For the first time I get to experience gyms in Lahore. It is a new a novel experience for me. It’s also an industry which I think is growing, certainly from having virtually none to very few gyms, there is now a visible interest in one’s health. And so the health conscious and maybe body conscious people go over to work out in the gym. Even by international standards, my joining fee was not cheap; it is comparable to some places in the UK, if not actually more.
So I go along, I join up and make a mental note of the ladies’ time. This is another new revelation to me, separate times for men and women. Although the time allocated to women is somewhat restrictive to be honest. There are two gyms, a small one and an even smaller one; side by side. So if I want to go along to the small gym, I have to be there between 3-5pm. But it does the job I suppose. There is enough there to get on with what is necessary. One wonderful benefit has been the personal trainer who put together a programme for me to get back into shape! And I certainly need it with the food I’m eating here.
The PT has been most helpful in advising me on which exercises I should be doing and how I should do them. So whilst working out and chatting I came across something incredible sad and hard to believe. She was intrigued by who I was, speaking in my broken Urdu and English-accented English. So I told what I do for a living and that I specialise in Punjabi history. I then reciprocated and asked her about her background and discovered that she is born in Lahore and has Urdu/Punjabi speaking parents. However, she doesn’t speak Punjabi much, but understands it. Moreover, the staff at the gym are strictly told to speak to customers in English or Urdu only which means no Punjabi! If they do, they would be fined.
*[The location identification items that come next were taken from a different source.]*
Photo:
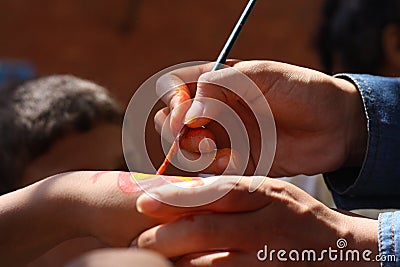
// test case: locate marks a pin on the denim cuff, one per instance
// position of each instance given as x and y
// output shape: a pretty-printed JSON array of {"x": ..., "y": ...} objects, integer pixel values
[
  {"x": 375, "y": 184},
  {"x": 389, "y": 238}
]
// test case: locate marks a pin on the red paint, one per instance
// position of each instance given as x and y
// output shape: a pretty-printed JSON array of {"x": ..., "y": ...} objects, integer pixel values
[
  {"x": 126, "y": 183},
  {"x": 129, "y": 185},
  {"x": 189, "y": 218}
]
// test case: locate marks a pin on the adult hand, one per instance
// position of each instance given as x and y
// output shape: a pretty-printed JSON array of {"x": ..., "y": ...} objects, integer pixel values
[
  {"x": 319, "y": 119},
  {"x": 234, "y": 230},
  {"x": 120, "y": 258}
]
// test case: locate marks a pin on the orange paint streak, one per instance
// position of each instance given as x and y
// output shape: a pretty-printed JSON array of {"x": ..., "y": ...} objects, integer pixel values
[{"x": 172, "y": 151}]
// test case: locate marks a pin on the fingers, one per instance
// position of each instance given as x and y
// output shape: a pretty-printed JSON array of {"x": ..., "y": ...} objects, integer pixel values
[
  {"x": 219, "y": 259},
  {"x": 197, "y": 140},
  {"x": 176, "y": 88},
  {"x": 238, "y": 198},
  {"x": 120, "y": 257},
  {"x": 208, "y": 232}
]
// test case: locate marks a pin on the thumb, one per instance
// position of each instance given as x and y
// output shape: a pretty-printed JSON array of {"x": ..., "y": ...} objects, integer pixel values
[{"x": 203, "y": 109}]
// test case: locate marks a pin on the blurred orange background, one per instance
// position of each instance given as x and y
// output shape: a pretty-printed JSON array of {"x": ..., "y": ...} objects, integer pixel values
[{"x": 121, "y": 43}]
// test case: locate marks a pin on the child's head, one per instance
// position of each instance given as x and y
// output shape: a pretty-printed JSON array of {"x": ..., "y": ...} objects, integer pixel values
[{"x": 54, "y": 124}]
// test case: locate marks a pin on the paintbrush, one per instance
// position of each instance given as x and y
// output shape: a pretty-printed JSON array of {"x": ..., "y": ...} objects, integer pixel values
[{"x": 218, "y": 65}]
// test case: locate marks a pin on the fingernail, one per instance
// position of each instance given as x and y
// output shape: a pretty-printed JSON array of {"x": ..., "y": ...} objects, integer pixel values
[
  {"x": 206, "y": 145},
  {"x": 147, "y": 204},
  {"x": 196, "y": 110}
]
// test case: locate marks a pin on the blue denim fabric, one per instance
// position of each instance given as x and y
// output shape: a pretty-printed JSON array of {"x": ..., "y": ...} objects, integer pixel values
[
  {"x": 377, "y": 183},
  {"x": 389, "y": 238}
]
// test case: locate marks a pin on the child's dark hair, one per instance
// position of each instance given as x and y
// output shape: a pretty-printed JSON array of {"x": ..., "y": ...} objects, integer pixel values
[{"x": 36, "y": 113}]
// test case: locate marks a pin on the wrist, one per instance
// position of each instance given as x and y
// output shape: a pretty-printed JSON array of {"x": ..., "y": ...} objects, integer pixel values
[
  {"x": 363, "y": 237},
  {"x": 355, "y": 125},
  {"x": 67, "y": 199}
]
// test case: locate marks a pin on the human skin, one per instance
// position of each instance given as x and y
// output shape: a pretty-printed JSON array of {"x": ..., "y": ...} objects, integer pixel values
[
  {"x": 121, "y": 258},
  {"x": 320, "y": 123},
  {"x": 231, "y": 230},
  {"x": 71, "y": 205}
]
Knowing full well that the status given to Punjabi in Pakistan Punjab is not great I was still rather astounded that a company feels compelled to advice its staff to refrain from using their own mother tongue. Since when did Punjabi become such a vilified language? Why is there so much stigma about speaking in Punjabi? There is evidently a problem that Pakistan has with the use of Punjabi in public spaces. It is often heard in homes, particularly by the older generation. But years of suppressing Punjabi have led to generations now unfamiliar and uncomfortable with speaking in their own mother tongue. Before long, much of the rich literature and culture associated with Punjabi will be lost. Much has already been lost, but surely we must encourage people to be proud of their own mother tongue? Youngster need to own the language themselves, subverting stereotypes that Punjabi is a language of the uneducated and the peasant. And so what started as a new experience into modern day Lahore ended up as an exploration of Punjabi in modern day Lahore.